LBS Nord zeigt günstige und teurere Bezirke (FOTO)

Berlin (ots) -

In Berlin sind gebrauchte Eigentumswohnungen seit 2016 pro Jahr um

rund 13 Prozent teurer geworden. Das zeigen die neuesten Preisdaten

für das erste Quartal 2019, die das Institut empirica im Auftrag der

LBS Norddeutsche Landesbausparkasse Berlin - Hannover (LBS Nord)

ermittelt hat. Die Berliner Forscher haben dafür die Verkaufsangebote

in den Berliner Tageszeitungen und in Online-Portalen ausgewertet.

Im Vergleich zu anderen Großstädten ist die Hauptstadt mit einem

mittleren Quadratmeterpreis von 4.190 Euro jedoch noch relativ

günstig. Für Wohnungssuchende stellt sich daher die Frage, ob ein

Kauf nicht von vorneherein die bessere Alternative zur Miete wäre.

Kaufpreise in Charlottenburg-Wilmersdorf jetzt teurer als in Mitte

Der LBS-Kaufpreisspiegel zeigt die Preisentwicklung in den

einzelnen Berliner Bezirken und gibt Anhaltspunkte für die

Kaufentscheidung. So müssen Wohnungskäufer derzeit in

Charlottenburg-Wilmersdorf die höchsten Preise bezahlen.
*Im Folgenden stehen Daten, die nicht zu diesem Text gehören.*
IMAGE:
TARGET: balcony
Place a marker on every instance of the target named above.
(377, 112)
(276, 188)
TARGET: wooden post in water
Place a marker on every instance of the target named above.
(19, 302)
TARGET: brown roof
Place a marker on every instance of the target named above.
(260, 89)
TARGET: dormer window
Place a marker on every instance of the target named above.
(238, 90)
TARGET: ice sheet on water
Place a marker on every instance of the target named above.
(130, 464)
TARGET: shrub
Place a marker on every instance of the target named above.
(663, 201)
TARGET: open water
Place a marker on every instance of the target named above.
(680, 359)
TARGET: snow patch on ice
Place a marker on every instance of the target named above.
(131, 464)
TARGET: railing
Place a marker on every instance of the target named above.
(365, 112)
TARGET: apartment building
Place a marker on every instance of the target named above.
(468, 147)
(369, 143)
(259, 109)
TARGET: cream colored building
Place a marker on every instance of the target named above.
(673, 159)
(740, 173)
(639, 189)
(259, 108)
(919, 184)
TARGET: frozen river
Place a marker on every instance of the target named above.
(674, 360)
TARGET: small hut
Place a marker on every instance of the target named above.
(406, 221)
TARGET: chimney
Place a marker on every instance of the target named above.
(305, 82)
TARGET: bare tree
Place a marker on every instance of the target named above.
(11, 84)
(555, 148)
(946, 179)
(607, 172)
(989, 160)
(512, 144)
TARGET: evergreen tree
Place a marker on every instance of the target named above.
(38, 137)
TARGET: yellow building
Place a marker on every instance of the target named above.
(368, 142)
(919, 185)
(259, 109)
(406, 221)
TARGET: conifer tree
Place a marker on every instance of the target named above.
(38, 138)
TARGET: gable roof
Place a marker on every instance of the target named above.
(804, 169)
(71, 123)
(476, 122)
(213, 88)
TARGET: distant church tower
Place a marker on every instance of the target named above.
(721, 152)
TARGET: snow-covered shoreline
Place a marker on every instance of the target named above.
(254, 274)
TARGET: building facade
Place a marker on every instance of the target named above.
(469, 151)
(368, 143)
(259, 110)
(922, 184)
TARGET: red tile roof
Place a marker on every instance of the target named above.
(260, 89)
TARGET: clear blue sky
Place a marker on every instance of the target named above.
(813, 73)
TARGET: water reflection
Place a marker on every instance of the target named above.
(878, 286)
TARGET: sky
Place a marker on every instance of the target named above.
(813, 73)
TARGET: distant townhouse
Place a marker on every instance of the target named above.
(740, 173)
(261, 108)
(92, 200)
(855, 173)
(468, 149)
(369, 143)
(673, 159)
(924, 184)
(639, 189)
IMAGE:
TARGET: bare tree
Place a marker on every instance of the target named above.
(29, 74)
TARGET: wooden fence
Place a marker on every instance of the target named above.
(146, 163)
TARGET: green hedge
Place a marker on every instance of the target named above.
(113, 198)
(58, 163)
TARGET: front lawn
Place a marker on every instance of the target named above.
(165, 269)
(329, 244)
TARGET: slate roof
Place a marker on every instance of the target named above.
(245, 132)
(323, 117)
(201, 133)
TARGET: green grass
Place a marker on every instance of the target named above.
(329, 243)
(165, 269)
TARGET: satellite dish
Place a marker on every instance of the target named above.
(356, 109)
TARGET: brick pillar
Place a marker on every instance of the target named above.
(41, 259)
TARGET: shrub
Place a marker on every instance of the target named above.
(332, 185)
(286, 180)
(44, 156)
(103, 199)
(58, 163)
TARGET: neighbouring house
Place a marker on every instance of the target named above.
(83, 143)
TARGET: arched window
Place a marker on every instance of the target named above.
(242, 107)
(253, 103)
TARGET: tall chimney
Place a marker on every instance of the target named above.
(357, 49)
Jede zweite gebrauchte Eigentumswohnung wird hier für mindestens

4.856 Euro pro Quadratmeter Wohnfläche angeboten. Wohnungen im

gehobenen Segment kosten sogar mindestens 5.831 Euro pro

Quadratmeter.

In Charlottenburg-Wilmersdorf sind die Preise seit 2016 jährlich

um 12,8 Prozent gestiegen. Nach den Berechnungen von empirica muss

ein durchschnittlicher Berliner Haushalt bei einem Standardpreis von

rund 395.000 Euro 10,7 Jahresnettoeinkommen für den Kauf aufbringen.

"In Charlottenburg-Wilmersdorf fällt die monatliche Belastung für

Käufer derzeit deutlich höher aus als bei Mietern. In anderen

Bezirken ist die Ausgangssituation für Wohnungskäufer aber wesentlich

besser", erklärt Dr. Rüdiger Kamp, Vorstandsvorsitzender der LBS

Nord.

Mit einem Standardpreis von 4.693 Euro pro Quadratmeter ist Mitte

der zweitteuerste Bezirk in Berlin. Für eine gebrauchte

Eigentumswohnung zum Preis von 330.000 Euro werden neun

Jahresnettoeinkommen fällig. Aber: Da auch die Mieten in diesem

Bezirk besonders hoch sind, fällt die monatliche Mehrbelastung mit

111 Euro bei einem Kauf nicht so hoch aus wie beispielsweise in

Charlottenburg-Wilmersdorf.

Mittlere Quadratmeterpreise über 4.000 Euro werden auch in den

Bezirken Friedrichshain-Kreuzberg (4.555 Euro/qm), Pankow (4.467

Euro/qm), Steglitz-Zehlendorf (4.068 Euro/qm) und

Tempelhof-Schöneberg (4.031 Euro/qm) verlangt. Auch hier schlägt der

Wohnungskauf mit acht bis neun Jahresnettoeinkommen zu Buche.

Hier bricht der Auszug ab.